Kamis, 27 Juni 2013

Move on~

Masih ingat pembicaraan tentang migrasi nya ikan salmon si abang Raditya Dika?


Setiap orang pasti punya suatu kondisi dimana dia diharuskan 'pindah'. Entah itu pindah dari zona nyaman ke yang kurang nyaman, atau syukur kalo misal sebaliknya.


Saya sendiri masih menelaah mengenai peristiwa migrasi saya yang akhir-akhir ini berlangsung dengan sangat dinamis.

Orang awam bilang kita harus pindah.
Anak sosial bilangnya terjadi migrasi.
Tapi menurut saya kita lebih mudah memahami kata MOVE ON.

Hanya dalam 6 bulan saja saya sudah merasakan 3 kali 'move on'.
Disini tolong jangan asumsikan bahwa move on hanya mengacu untuk hubungan asmara (walaupun itu salah satunya juga sih).

Well,

Saya move on dari domisili, move on dari pekerjaan, dan move on dari kisah cinta yang udah lumayan lama berjalan.

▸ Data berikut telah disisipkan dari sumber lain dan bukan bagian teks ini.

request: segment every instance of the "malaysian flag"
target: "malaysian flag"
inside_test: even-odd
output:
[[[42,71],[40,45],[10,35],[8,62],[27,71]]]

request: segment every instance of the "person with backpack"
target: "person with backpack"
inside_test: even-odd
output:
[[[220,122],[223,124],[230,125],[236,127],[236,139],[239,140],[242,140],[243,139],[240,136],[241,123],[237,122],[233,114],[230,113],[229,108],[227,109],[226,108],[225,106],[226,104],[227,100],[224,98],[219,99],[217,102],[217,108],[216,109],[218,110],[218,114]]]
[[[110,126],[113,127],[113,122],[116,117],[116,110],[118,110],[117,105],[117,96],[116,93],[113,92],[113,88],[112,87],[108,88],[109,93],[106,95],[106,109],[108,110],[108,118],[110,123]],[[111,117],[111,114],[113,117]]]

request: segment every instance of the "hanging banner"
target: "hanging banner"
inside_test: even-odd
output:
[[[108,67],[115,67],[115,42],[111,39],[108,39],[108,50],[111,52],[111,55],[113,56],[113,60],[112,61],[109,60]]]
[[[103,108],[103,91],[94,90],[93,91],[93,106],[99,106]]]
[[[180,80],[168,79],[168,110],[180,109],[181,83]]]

Dari beberapa kejadian di atas, ada move on yang memang sudah terencana dan ada juga yang insidental.

Katakanlah, sejak lulus Juli 2012 lalu, saya sudah pindah sana sini. Semarang-Magelang-Sampit-Semarang lagi-Jakarta-Bogor, lalu Sampit lagi. Tidak ada yang namanya kebetulan, karena ini semua adalah rencana dari Yang di Atas.

Move on saya dari segi domisili ini tentunya juga dipengaruhi oleh pekerjaan.

Dari seorang fresh graduate, jobseeker, new employee, lalu berakhir dengan kata 'resign'. Siapa yang sangka saya tiba-tiba sudah ada di kampung halaman lagi setelah susah payah mendapat pekerjaan awal tahun ini dan hanya bertahan 6 bulan terakhir, out of expectation.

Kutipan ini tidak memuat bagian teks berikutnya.